Eventually, Colonial Williamsburg hired George Carroll as the first leader of the Fifes and Drums. Carroll came from the U.S. Army’s Old Guard Fifes and Drums Corps based at Fort Myer in Arlington and helped the Williamsburg corps find historically accurate music from the Library of Congress Archives. Teal also credited Carroll with starting the “spit and polish era” of the corps that continues today.
“When we started we were amateurs; he made us professionals,” Teal said.
After graduating from the corps in 1962, Teal went on to earn a degree in physics from William & Mary and then a degree in mechanical engineering from Vanderbilt University in Nashville. He doesn’t play the instrument much anymore, and he no longer owns a drum.
But when he comes for alumni events each year, he picks up the instrument and it’s just like being in high school again.
The Fifes and Drums has continued to build on the number of musicians who credit their time in the corps as one of their most influential life experiences.
For Rodney Edmundson, who joined as a drummer in 1970, his time in the corps helped him to grow his musical skills, which he has used for the past 26 years as a drummer for country singer Ronnie Milsap.
Edmundson was already a drummer when the Fifes and Drums did a presentation in the school gym one day when he was in tenth grade.
“I saw those rope drums and the costumes and I just knew I had to be a part of it,” Edmundson said.
Carroll was still the leader of the Fifes and Drums when Edmundson joined. In 1972, however, Carroll retired and John Moon, a former drum major in the British army, took over.
Edmundson credits Moon for many of the changes during that time, including adding a selection of new music and a costume inspection. Moon also added an even more militaristic structure to the corps.
This structure is what members such as Sgt. Maj. Billy White, a member of the Army’s Old Guard, find most important about the organization.
“My dad used to talk about the goal of the corps being to grow good citizens,” White said. “And for any organization to do that for 60 years is pretty incredible.”
White’s father had been a member of the Fifes and Drums and was still on staff with the organization in 1984.
At age 10, though, White wasn’t sure if he wanted to join the corps. Like many members, White had been registered to join the corps when he was born, but he took his name off the list — and ended up losing his spot.
When White’s best friend joined, though, White realized he did want to join the corps. He had to wait for a spot to open, and eventually he was able to join the recruit class of fall 1984.
“For me, looking back on it 30 years later, that was a life-defining moment because now I’ve made an entire career out of playing the fife,” White said.
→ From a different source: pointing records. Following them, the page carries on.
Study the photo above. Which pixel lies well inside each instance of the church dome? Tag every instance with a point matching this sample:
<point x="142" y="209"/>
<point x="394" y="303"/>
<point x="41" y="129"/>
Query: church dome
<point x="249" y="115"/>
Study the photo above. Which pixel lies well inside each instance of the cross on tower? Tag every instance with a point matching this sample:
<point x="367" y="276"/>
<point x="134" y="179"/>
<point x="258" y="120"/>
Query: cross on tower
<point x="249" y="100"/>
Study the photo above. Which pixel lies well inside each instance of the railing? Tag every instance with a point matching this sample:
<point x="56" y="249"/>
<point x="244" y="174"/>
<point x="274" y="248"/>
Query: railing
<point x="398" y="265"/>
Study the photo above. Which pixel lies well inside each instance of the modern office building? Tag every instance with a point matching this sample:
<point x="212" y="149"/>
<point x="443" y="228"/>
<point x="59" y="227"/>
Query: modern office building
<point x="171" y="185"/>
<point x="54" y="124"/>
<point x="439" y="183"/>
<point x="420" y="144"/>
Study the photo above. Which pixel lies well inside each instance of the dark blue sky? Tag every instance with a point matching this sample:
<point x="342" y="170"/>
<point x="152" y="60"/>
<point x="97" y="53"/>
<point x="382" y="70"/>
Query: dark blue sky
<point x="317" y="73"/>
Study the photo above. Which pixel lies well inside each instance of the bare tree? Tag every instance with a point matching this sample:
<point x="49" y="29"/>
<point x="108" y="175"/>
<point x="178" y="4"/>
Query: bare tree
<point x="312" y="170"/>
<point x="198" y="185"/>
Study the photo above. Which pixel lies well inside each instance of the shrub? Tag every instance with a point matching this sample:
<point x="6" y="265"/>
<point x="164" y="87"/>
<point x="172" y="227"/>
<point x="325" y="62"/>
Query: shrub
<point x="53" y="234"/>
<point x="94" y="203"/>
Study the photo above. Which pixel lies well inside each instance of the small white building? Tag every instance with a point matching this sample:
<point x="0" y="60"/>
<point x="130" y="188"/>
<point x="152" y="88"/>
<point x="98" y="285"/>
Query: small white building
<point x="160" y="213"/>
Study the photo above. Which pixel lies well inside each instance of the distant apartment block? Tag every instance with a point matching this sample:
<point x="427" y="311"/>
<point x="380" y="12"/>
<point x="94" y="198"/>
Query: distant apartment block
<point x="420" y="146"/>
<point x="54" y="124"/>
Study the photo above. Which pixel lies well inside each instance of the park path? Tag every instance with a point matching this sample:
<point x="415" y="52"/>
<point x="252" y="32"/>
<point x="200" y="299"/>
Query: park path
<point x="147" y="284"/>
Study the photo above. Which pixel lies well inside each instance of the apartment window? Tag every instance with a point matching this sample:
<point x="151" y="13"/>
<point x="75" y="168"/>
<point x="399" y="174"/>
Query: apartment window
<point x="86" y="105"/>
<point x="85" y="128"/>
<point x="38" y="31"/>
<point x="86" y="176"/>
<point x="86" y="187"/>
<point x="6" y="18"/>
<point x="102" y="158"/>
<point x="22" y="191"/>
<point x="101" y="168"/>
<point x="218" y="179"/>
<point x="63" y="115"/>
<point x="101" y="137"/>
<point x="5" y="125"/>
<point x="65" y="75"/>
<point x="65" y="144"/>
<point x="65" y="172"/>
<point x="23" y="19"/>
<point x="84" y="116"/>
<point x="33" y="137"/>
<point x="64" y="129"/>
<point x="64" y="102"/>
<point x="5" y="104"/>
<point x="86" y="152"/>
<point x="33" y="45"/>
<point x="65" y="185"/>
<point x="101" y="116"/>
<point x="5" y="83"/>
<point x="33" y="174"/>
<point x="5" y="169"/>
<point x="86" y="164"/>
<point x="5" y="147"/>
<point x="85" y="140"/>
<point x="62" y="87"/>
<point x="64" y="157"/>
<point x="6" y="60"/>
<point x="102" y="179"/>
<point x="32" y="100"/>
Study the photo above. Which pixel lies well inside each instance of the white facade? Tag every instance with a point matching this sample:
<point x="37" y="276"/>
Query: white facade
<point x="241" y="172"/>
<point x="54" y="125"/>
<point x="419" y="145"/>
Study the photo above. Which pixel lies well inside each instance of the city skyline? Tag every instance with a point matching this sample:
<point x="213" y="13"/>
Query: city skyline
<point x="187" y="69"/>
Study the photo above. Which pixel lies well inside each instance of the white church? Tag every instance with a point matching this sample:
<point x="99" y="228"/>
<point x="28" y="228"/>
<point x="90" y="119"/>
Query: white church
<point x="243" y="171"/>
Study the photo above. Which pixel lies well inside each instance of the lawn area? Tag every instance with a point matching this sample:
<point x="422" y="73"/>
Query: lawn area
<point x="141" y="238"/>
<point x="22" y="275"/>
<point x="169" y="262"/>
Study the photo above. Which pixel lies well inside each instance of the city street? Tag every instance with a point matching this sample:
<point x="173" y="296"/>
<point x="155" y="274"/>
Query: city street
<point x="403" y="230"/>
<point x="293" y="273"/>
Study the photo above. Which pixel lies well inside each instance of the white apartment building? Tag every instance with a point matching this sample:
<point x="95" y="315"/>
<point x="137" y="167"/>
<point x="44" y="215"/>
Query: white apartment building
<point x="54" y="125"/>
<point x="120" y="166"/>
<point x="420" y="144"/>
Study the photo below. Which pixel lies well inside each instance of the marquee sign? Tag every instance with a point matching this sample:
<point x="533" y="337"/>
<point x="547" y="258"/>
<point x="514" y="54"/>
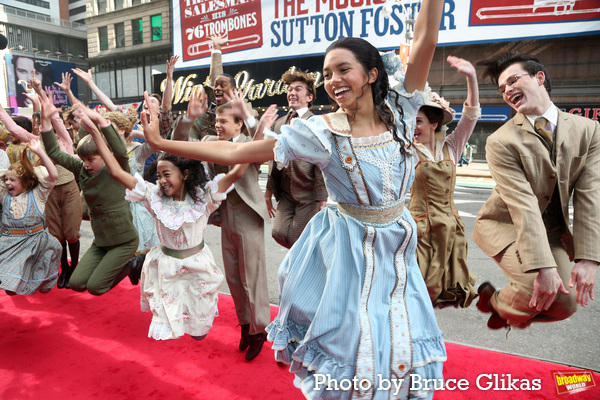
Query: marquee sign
<point x="259" y="30"/>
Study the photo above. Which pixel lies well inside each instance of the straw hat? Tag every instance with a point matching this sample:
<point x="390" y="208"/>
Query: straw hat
<point x="439" y="102"/>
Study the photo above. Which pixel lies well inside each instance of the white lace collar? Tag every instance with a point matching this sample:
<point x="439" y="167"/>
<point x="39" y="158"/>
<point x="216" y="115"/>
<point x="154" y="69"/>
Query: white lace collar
<point x="173" y="214"/>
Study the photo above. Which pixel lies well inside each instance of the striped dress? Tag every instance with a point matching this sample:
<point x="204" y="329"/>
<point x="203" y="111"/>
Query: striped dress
<point x="355" y="318"/>
<point x="28" y="261"/>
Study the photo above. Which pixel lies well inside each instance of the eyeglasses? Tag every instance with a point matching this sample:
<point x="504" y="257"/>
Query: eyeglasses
<point x="511" y="81"/>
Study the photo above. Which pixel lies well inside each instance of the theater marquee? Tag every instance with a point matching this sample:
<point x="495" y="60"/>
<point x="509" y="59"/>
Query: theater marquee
<point x="260" y="30"/>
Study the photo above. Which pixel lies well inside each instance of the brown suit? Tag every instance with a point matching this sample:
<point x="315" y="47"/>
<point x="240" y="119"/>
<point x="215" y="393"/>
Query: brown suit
<point x="298" y="188"/>
<point x="243" y="246"/>
<point x="511" y="225"/>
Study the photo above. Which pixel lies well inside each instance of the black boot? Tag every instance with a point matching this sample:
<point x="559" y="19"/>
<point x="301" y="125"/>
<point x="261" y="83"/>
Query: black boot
<point x="245" y="340"/>
<point x="256" y="342"/>
<point x="135" y="268"/>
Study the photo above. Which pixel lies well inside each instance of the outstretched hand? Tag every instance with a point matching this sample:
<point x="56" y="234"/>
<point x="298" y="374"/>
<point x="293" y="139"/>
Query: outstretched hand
<point x="235" y="99"/>
<point x="545" y="288"/>
<point x="266" y="121"/>
<point x="86" y="76"/>
<point x="171" y="65"/>
<point x="65" y="85"/>
<point x="462" y="66"/>
<point x="218" y="41"/>
<point x="197" y="105"/>
<point x="584" y="276"/>
<point x="150" y="122"/>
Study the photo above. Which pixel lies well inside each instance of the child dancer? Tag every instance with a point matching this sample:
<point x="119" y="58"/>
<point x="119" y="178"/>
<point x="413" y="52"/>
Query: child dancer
<point x="104" y="264"/>
<point x="29" y="254"/>
<point x="180" y="279"/>
<point x="353" y="301"/>
<point x="442" y="249"/>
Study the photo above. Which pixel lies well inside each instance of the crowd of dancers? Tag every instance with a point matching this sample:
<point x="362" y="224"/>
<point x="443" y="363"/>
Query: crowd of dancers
<point x="360" y="281"/>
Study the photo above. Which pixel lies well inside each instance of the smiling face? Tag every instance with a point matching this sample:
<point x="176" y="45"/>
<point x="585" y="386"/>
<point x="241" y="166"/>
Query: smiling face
<point x="171" y="180"/>
<point x="346" y="80"/>
<point x="13" y="184"/>
<point x="93" y="163"/>
<point x="226" y="125"/>
<point x="527" y="94"/>
<point x="222" y="85"/>
<point x="298" y="96"/>
<point x="424" y="130"/>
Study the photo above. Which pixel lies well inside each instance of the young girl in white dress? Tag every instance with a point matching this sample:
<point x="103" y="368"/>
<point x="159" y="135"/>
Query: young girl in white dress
<point x="180" y="280"/>
<point x="29" y="255"/>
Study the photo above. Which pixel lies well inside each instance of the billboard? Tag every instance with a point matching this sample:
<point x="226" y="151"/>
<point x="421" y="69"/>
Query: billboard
<point x="259" y="30"/>
<point x="21" y="68"/>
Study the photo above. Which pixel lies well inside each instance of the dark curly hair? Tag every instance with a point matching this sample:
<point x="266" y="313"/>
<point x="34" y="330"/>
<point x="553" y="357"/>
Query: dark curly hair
<point x="196" y="174"/>
<point x="368" y="56"/>
<point x="496" y="65"/>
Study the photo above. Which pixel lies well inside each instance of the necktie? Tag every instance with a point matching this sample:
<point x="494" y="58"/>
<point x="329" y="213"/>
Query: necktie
<point x="291" y="114"/>
<point x="540" y="127"/>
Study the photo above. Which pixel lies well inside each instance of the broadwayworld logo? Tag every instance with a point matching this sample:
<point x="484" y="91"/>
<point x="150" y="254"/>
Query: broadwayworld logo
<point x="573" y="381"/>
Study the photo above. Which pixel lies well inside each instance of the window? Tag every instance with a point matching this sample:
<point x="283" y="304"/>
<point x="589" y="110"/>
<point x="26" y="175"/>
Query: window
<point x="137" y="31"/>
<point x="103" y="38"/>
<point x="102" y="6"/>
<point x="120" y="34"/>
<point x="156" y="24"/>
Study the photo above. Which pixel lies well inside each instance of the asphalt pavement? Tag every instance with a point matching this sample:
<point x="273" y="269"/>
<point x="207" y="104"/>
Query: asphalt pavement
<point x="571" y="342"/>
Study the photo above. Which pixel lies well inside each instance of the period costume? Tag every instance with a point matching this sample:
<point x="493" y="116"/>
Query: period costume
<point x="180" y="280"/>
<point x="442" y="248"/>
<point x="524" y="225"/>
<point x="103" y="266"/>
<point x="29" y="254"/>
<point x="243" y="245"/>
<point x="298" y="189"/>
<point x="353" y="302"/>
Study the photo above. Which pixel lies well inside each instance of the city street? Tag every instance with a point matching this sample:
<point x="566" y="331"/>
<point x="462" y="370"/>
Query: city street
<point x="571" y="342"/>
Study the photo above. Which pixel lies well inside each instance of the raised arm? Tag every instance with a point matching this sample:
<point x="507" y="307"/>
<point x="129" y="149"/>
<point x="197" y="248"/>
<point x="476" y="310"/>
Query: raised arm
<point x="220" y="152"/>
<point x="240" y="169"/>
<point x="426" y="32"/>
<point x="65" y="85"/>
<point x="36" y="147"/>
<point x="216" y="61"/>
<point x="15" y="129"/>
<point x="113" y="166"/>
<point x="168" y="92"/>
<point x="87" y="78"/>
<point x="196" y="108"/>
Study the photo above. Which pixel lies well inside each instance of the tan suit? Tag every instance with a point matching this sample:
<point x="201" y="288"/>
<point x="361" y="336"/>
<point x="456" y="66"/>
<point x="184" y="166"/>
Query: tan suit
<point x="243" y="246"/>
<point x="298" y="188"/>
<point x="511" y="225"/>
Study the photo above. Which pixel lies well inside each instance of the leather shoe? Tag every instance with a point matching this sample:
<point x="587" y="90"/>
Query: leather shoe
<point x="245" y="340"/>
<point x="485" y="291"/>
<point x="256" y="342"/>
<point x="497" y="322"/>
<point x="135" y="268"/>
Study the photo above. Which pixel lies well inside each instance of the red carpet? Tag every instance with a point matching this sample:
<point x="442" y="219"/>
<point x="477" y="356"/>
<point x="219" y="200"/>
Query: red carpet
<point x="66" y="345"/>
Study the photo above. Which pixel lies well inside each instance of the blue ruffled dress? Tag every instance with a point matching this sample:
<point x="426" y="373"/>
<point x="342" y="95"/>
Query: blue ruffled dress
<point x="355" y="318"/>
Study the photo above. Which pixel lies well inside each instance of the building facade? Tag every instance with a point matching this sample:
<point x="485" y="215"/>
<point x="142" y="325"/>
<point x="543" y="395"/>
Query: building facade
<point x="39" y="34"/>
<point x="128" y="41"/>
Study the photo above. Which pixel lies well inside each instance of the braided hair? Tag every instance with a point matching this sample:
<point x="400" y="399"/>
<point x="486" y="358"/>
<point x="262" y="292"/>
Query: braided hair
<point x="368" y="56"/>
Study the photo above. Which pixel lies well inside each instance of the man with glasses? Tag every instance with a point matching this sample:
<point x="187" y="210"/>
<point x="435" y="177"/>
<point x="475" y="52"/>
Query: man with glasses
<point x="539" y="159"/>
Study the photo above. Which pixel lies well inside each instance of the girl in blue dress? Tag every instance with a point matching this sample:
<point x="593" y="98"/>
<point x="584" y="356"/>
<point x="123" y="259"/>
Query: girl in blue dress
<point x="355" y="319"/>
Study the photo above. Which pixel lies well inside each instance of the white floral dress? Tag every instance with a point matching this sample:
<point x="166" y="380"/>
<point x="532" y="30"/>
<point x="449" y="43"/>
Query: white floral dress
<point x="181" y="293"/>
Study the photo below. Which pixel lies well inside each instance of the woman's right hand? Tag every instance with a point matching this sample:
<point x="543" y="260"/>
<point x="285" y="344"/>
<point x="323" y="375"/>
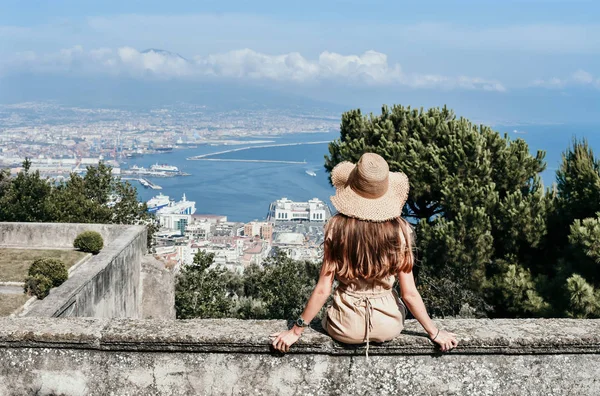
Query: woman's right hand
<point x="446" y="340"/>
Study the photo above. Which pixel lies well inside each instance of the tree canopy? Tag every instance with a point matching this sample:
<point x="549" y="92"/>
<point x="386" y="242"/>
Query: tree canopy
<point x="483" y="221"/>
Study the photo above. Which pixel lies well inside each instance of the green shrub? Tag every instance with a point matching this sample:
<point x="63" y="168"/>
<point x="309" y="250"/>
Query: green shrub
<point x="38" y="285"/>
<point x="53" y="269"/>
<point x="89" y="242"/>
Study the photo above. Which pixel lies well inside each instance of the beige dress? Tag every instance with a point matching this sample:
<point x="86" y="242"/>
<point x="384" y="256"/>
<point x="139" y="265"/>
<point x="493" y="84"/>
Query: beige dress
<point x="364" y="311"/>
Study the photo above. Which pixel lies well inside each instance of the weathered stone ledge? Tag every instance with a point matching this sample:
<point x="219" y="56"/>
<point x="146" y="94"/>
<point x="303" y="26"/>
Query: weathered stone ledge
<point x="476" y="336"/>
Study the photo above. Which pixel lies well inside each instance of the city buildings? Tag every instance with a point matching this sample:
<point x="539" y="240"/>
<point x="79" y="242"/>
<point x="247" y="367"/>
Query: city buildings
<point x="285" y="210"/>
<point x="176" y="215"/>
<point x="262" y="229"/>
<point x="235" y="245"/>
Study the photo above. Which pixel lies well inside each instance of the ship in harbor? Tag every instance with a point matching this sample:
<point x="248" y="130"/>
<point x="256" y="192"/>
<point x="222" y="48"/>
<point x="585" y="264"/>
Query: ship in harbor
<point x="162" y="204"/>
<point x="158" y="202"/>
<point x="164" y="168"/>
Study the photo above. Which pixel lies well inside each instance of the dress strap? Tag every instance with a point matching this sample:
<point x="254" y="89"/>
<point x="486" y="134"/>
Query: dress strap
<point x="368" y="322"/>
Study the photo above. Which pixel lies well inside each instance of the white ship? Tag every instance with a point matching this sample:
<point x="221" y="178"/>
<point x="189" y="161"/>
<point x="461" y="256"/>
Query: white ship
<point x="136" y="168"/>
<point x="164" y="168"/>
<point x="158" y="202"/>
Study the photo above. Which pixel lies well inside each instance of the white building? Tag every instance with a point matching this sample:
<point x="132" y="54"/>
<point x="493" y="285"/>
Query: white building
<point x="177" y="215"/>
<point x="287" y="210"/>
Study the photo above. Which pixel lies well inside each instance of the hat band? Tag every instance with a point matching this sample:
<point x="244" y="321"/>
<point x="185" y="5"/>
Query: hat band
<point x="365" y="188"/>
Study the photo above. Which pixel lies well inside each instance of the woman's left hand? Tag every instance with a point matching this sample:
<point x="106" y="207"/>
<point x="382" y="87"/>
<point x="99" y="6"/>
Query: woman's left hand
<point x="284" y="340"/>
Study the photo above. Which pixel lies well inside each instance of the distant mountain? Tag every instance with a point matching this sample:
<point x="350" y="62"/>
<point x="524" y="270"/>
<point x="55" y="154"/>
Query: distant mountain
<point x="121" y="92"/>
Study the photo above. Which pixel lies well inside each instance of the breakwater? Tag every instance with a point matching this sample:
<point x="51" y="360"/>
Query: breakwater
<point x="202" y="156"/>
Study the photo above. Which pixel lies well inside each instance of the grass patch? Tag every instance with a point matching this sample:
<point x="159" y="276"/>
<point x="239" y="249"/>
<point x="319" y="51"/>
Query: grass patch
<point x="14" y="263"/>
<point x="10" y="302"/>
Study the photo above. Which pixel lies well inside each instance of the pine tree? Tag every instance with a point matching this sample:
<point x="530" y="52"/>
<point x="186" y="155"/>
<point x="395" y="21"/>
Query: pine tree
<point x="475" y="196"/>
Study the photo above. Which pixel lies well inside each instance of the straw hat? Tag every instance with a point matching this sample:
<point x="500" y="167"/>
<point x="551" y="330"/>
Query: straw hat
<point x="368" y="190"/>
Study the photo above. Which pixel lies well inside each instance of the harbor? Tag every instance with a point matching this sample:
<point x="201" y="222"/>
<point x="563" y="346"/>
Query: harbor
<point x="144" y="182"/>
<point x="259" y="161"/>
<point x="156" y="170"/>
<point x="203" y="156"/>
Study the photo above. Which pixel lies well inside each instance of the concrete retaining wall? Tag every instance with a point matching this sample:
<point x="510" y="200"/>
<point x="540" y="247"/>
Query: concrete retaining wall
<point x="52" y="235"/>
<point x="108" y="285"/>
<point x="80" y="356"/>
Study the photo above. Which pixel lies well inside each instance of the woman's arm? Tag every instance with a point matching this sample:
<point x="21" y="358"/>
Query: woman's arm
<point x="414" y="302"/>
<point x="285" y="339"/>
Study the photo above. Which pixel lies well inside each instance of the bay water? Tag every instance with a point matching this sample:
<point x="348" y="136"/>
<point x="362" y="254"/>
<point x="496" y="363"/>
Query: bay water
<point x="243" y="190"/>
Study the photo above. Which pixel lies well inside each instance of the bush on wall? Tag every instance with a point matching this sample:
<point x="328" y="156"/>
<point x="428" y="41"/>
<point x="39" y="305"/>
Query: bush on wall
<point x="89" y="242"/>
<point x="44" y="274"/>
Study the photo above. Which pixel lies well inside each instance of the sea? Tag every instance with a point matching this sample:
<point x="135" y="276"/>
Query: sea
<point x="243" y="191"/>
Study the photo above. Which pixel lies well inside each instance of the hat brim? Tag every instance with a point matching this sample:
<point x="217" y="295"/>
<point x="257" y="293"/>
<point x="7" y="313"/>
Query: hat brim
<point x="350" y="203"/>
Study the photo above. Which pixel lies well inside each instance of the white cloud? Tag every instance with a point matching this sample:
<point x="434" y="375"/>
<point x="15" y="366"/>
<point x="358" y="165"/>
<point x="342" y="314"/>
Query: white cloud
<point x="369" y="68"/>
<point x="580" y="78"/>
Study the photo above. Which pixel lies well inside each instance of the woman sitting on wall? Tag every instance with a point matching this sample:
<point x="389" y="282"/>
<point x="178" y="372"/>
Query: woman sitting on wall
<point x="367" y="245"/>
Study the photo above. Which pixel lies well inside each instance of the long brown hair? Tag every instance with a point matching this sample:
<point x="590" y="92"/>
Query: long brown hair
<point x="356" y="248"/>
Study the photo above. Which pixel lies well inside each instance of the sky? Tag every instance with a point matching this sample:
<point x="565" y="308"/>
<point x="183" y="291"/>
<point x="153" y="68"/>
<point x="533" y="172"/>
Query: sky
<point x="476" y="55"/>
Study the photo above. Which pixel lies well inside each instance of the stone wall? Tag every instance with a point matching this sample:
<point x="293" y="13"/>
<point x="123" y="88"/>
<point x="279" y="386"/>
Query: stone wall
<point x="52" y="235"/>
<point x="107" y="285"/>
<point x="77" y="356"/>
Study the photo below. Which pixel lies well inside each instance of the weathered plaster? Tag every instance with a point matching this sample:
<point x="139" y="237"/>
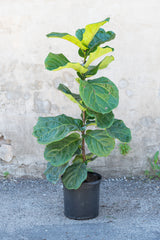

Since then, White has used his music and military foundation from the corps to play in the U.S. Honor Guard for the past 24 years, playing in escort to the president and honorary ceremonies.
Bridging the gender gap
For a long time, the Fifes and Drums was a boys-only organization. But in 1999, the organization started allowing girls, and Elenor Trott ended up being the fourth woman to graduate from the corps.
When she was 10, Trott was one of four girls, out of about 100 musicians, to join the organization.
“I think there was definitely a boys’ club culture to overcome,” Trott said. “But it was really cool having all of the girls banding together throughout that.”
Trott found the organization’s strict routines and leadership skills helped her to find confidence to overcome the gender barrier that she encountered at such a young age. Since then, she has found herself thriving in a number of male-dominated fields because she learned how stand up for herself as the minority gender in the corps.
By 2010, when Trott graduated from the corps, two of the other female members in her recruit class had dropped out. But Trott is proud to have been one of the first women to make it through the program.
“It’s incredible going back and seeing these amazing, vibrant women being able to do all of these things because we were the first ones to make that space available to them,” Trott said.
Celebrating 60 years
On Memorial Day weekend, the Fifes and Drums will hold numerous events to celebrate the organization’s history.
Teal expects to see many familiar faces and tell his favorite stories. But what for some, the best part of coming back for the 60th anniversary is being able to see a continuing legacy they helped build.
“These kids in the corps now are every bit as dedicated and impressive as we felt back then,” White said. “It’s 60 years of dedication, leadership and community.”